At the end of the op, the receiving end will validate the checksum and the roles reverse for one byte: the sender shoots off a dummy byte and the it’s the receiver’s turn to either send an ACK or a NACK byte. How this influences behaviour is up to you.

With all this, you can be pretty certain your messages are getting through.

The checksum itself is left as an exercise for the reader. Though you can get some value out of using more complex schemes, the checksum can be as simple as the result of XORing or simply adding all the bytes to be transmitted into a (possibly overflowing) single unsigned 8-bit value.

Conclusion

The ReliableSPI implementation was done for the horrid VNC2, and worked pretty well.
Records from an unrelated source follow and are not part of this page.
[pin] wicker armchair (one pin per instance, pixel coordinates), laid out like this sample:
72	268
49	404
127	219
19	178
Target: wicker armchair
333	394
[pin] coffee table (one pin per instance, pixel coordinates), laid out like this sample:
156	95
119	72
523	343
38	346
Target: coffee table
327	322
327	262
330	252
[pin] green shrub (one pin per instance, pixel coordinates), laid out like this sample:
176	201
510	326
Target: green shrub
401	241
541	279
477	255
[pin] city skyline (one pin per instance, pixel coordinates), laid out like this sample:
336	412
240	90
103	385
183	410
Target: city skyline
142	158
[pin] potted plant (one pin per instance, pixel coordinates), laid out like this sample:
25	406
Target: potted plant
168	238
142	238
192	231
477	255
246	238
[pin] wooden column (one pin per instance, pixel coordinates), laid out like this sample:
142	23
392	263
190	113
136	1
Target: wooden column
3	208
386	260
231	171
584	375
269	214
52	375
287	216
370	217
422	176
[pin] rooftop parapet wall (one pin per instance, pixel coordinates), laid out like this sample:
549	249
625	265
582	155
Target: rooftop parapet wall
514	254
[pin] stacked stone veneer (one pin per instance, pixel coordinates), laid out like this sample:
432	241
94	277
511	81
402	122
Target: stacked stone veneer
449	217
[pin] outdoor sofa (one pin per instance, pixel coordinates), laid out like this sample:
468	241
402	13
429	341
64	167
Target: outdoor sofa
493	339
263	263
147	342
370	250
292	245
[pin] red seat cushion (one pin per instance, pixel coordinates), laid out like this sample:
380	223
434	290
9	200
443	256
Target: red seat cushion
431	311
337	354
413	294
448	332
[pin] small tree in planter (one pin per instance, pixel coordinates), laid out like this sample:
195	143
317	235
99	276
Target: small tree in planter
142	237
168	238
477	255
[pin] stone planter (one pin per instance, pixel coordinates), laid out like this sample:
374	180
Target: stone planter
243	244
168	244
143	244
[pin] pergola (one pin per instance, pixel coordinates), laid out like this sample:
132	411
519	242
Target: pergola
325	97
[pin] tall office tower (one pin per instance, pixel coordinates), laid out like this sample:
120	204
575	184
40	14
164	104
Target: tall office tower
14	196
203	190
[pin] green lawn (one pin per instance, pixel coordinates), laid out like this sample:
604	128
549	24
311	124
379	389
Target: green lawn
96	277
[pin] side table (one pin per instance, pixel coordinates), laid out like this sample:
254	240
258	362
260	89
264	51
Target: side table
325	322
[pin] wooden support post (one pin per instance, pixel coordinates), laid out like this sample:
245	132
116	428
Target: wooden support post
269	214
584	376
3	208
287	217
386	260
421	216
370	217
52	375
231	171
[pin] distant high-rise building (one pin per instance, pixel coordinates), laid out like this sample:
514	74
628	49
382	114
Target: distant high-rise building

Only “pretty well” because the fact is that though it says on the box that it supports 2 USB ports, and SPI and blahblah, it just doesn’t seem to be designed to do all of this at once.

The protocol does it’s job, but my MCU winds up repeating messages two to seven times before getting through. Combined with the slooooow SPI clock I need to use, this introduces too much lag for real world use in our application and I’m going to have to redesign my USB layer with some other IC… I hesitate to use the FTDI stuff, now, as the experience was bad and I got no love at all from the company when facing these issues.

Still, the ReliableSPI system has proven itself and, since it was already done, I added the functionality to the ATTiny-based sensor units, too, and it allows me to trust the data I’m getting while providing flexibility in the sense that the units can take whatever time they need. If, in the future, we have some type of sensor that requires more time to do it’s thing, no changes will be required on the master’s side and things will just keep working.

I hope the above shows how you can get by with the magic of wires, to let you use familiar SPI (with a few tweaks) to talk to interconnected devices and that it’ll help you in your own projects!